For those of you who have not read my previous posts, my husband, Dan, and I went to the Middle East on a mission trip. Our purpose was to speak to the Iranian Refugees (the persecuted church), on the Biblical view of marriage and family. We talked to five churches in this country (for protection purposes, I cannot reveal the country). At each church, our team gave four messages: three on marriage and one on parenting. The entire conference was geared toward the family unit.
At the end of the day, we offered a question and answer panel. Our team sat in front of the church body, and they had the opportunity to ask us questions. The inquiries the Iranian church proposed were profound and thought-provoking.
A Universal Question
I believe, this one man’s question is universal. Many in America, as well as the rest of the world, have the same concern. Therefore, I want to share with you the answer one member of our team gave, along with a few more thoughts I had today.
Jeff answered this man with a revealing question, “Look around you, are you alone?” (Sometimes we don’t see the gift of friendship staring us in the face.) The man looked around and smiled at Jeff as he shook his head no. It was clear that he was surrounded by God-loving people who were his spiritual family.
Many of these people have left their families in Iran and are indeed physically alone in this country of holding. While they work hard and await a nation that will receive them; they are living without that close connection they had back home. They gather with strangers in their churches, and as time goes by, they eventually connect, and these new people become their family. But this requires waiting. And if a person is introverted, it’s awkward and creates more time to form close relationships.
Jeff explained that loneliness can be overcome through friendships. I don’t have his exact words, but in effect, he shared their experience. Because of a weekly small group that he and his wife hold, they have been privileged to minister to eighty or more people. They typically have a minimum of twelve people that attend their group each week, but because of the transient area, over eighty have come through their lives. Jeff shared the benefits that relationships offer us:
- a spiritual family
- a richer faith in God
- support in tough times
- unconditional love
- a place of belonging
Jeff and his wife work hard to provide a place where people find respite amidst the busyness and stress of life.

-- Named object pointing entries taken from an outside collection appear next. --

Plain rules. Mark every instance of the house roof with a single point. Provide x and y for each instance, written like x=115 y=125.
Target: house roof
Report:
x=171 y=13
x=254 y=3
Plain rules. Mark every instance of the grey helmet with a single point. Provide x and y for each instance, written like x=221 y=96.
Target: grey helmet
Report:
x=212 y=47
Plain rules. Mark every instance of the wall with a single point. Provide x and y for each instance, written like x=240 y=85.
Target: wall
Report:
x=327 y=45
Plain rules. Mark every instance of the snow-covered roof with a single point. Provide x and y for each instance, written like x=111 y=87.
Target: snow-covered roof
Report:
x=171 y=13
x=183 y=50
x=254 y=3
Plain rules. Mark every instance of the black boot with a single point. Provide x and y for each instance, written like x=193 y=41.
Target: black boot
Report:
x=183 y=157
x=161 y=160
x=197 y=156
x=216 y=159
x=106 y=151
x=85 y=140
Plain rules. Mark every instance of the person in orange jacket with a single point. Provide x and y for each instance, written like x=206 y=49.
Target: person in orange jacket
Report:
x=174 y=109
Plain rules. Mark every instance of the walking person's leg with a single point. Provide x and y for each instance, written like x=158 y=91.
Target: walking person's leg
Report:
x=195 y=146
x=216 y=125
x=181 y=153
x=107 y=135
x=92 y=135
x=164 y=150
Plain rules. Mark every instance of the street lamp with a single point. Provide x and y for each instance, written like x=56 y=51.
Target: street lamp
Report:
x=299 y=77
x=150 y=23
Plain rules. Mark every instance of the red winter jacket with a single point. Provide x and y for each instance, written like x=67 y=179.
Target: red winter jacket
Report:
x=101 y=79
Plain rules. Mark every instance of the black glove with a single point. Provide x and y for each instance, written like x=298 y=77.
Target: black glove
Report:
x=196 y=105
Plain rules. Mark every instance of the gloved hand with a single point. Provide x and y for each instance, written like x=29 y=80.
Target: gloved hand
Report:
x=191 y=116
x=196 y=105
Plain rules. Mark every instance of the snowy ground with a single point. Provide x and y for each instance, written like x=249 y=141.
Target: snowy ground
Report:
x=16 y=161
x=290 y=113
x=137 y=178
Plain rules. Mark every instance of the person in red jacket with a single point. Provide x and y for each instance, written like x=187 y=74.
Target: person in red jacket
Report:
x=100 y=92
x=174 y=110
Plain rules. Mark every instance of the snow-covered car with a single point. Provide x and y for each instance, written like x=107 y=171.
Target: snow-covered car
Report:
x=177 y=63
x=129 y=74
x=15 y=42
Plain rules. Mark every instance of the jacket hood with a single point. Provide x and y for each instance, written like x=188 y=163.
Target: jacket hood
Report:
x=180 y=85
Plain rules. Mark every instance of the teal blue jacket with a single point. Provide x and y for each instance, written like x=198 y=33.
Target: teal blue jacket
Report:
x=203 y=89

The Danger of Not Having Community
This morning as I recalled this experience I remembered a book I read titled Defiant by Alvin Townley. This book is about the 11Gi’s captured in Vietnam and tortured mercilessly, yet they were miraculously unbreakable. You can read the summary here on what these brave, courageous men endured.
It’s hard to put into a few words what these men underwent, so I won’t even try. I recommend you read the summary, or better yet, the book! However, what I want to point out is the value they found in their community with each other.
Staying connected through encouraging one another in forms of Morse code, written notes on toilet paper, saying prayers with and for each other, and whispering the Pledge of Allegiance saved them!
But there was one who did not survive; it was this man that my mind went to this morning. He was the one that my heart broke into pieces over because he did not make it through this hell. There is one primary reason why – four years of desolate isolation.
His name was Ron Storz; I quote from the summary.
The eleven who survived “worried most about Ron Storz, who had now been in solitary for four years and had tried to commit suicide with a razor…Of the 11, he was the only one who wouldn’t make it back. He died in captivity.”
Indeed, the torture and starvation that Ron Storz experienced were enough to kill him, but I believe that it was the solitary confinement for four years that crushed him. He was left to himself, to his despairing thoughts, to the attacks of Satan; to the hopelessness of no encouragement; he had no way of hearing, “keep going, you’re okay.”
Loneliness is an agonizing darkness. Ron Storz had no choice; solitude was chosen for him, but for most of us, we have a choice.
We were born to have relationships, as God said to the man, “it is not good for him to be alone” (Genesis 2:18). We were not created for solitary confinement. Many today die from a solo life rather than by the sword. I’m not a psychiatrist, but I believe that many who suffer from depression could trace this symptom to the lack of community in their life.
The wisdom of Solomon gives us hope and insight:
“Two are better than one because they have a good return for their labor: If either of them falls down, one can help the other up. But pity anyone who falls and has no one to help them up. Also, if two lie down together, they will keep warm. But how can one keep warm alone? Though one may be overpowered, two can defend themselves. A cord of three strands is not quickly broken” (Ecclesiastes 4:9-12).
I leave you with this one simple step: Make room in your life for others. Community in your life is more than a “church” mandate; it is a matter of survival. Where can you fit life-giving relationships in your week?